# Prayers Needed



## word-doctor (Sep 20, 2005)

My wife has been in the hospital since a week ago Monday. She probably is coming home tomorrow, but is taking multiple (like 6 or 7) psychiatric medications. I'm struggling with our HMO, and in getting a second opinion from an MD. My boys (8 and 10) are ok--better than 2 years ago, when we had to farm them out to relatives for 4 months--but her illness affects them. Please keep Ann in your prayers.


----------



## ComeFrom? (May 21, 2004)

Lord, please help Ann. Please help and protect all of word-doctor's family, amen.


----------



## Mrs Backlasher (Dec 19, 2004)

Father God,

Please be with Ann and her whole family. Flood her mind with your peace that goes beyond our ability to understand. Help her keep her eyes, mind and heart on Jesus, the Healer. Help her doctors get her meds right, and convince the HMO of the need for the appropriate medications.

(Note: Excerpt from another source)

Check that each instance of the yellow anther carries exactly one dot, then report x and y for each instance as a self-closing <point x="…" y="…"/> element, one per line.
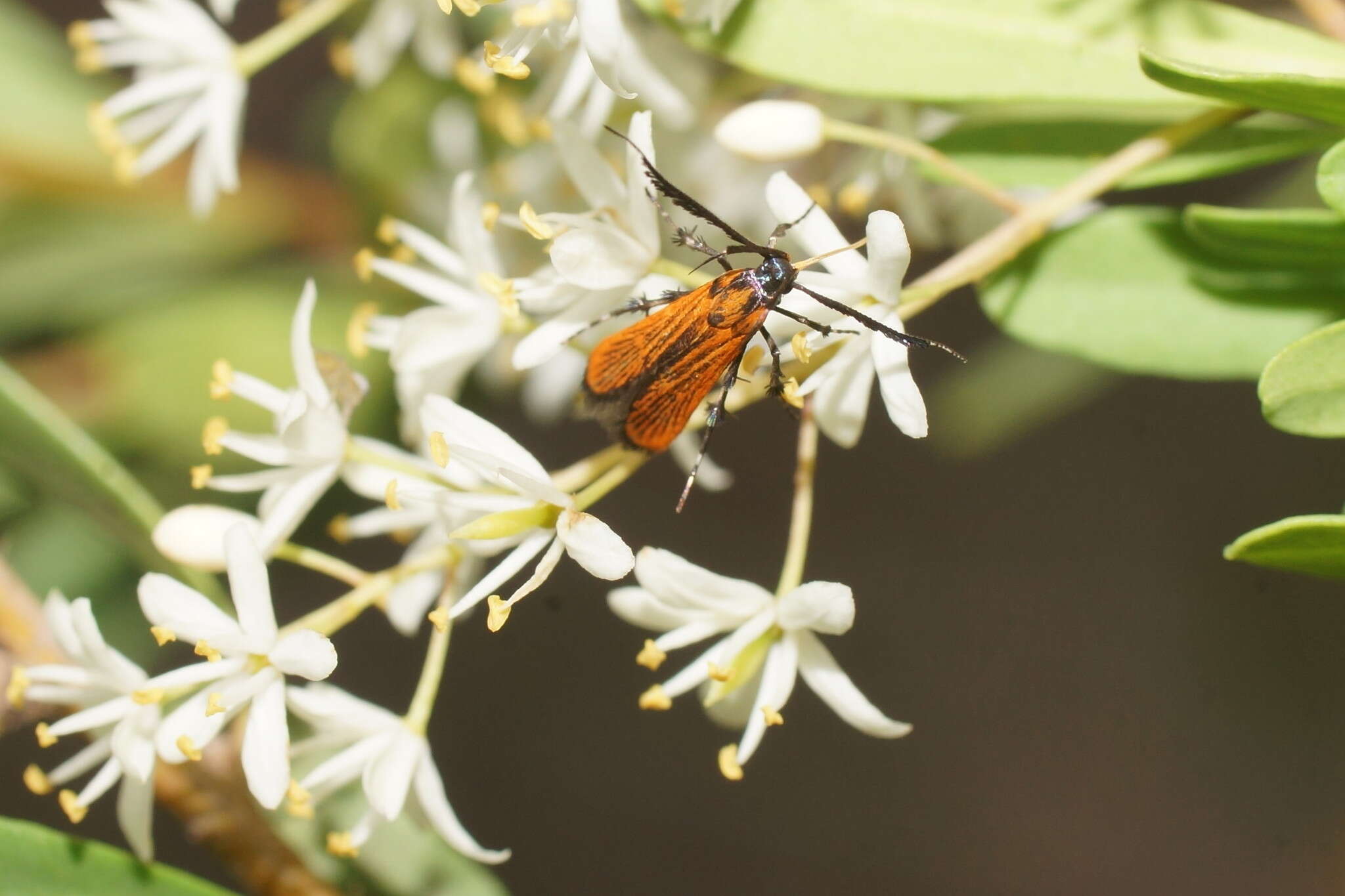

The brain is an organ, just like our heart and our lungs. It can ail just like any other part of our body. Help Ann to receive the proper treatment for her ailment, and I pray she'll be completely restored to health very quickly for the sake of her family.

In the name of Jesus I pray. Amen.


----------



## Hogpaw (Mar 26, 2006)

Done


----------



## rendon (Jul 15, 2006)

The family will be in our prayers during this hard time and ask God to place his hands on them and help them through this.........God works in his own ways and will take care of them....just remember to be strong for the wife and kids....


----------



## Tippet (Jun 26, 2004)

*Prayer*

God Bless


----------



## Freshwaterman (May 21, 2004)

Extra prayers coming!!!


----------



## troutless (Feb 17, 2006)

Prayers sent, and will continue to send.


----------



## activescrape (Jan 8, 2006)

Father, we come to you because we believe, we trust and we count on you. We praise you for all you do and for our salvation. We ask you to touch Ann, to fix it, or cause it to be so, because you are our hope. give word doctor what he needs spiritually and emotionally to deal with this problem, and we ask the same for their children. Thank you for hearing and answering our prayers. In Jesus name, Amen


----------



## FishingFrank (Oct 30, 2006)

Prayer sent


----------



## word-doctor (Sep 20, 2005)

*IT WORKS! Update*

I don't ask for or use prayer as a last resort--I believe in it. Ann has been home for a couple of weeks (she was in for a total of 10 days) and is doing well... making pesto right now, in fact. All of it, even the insurance, is ok.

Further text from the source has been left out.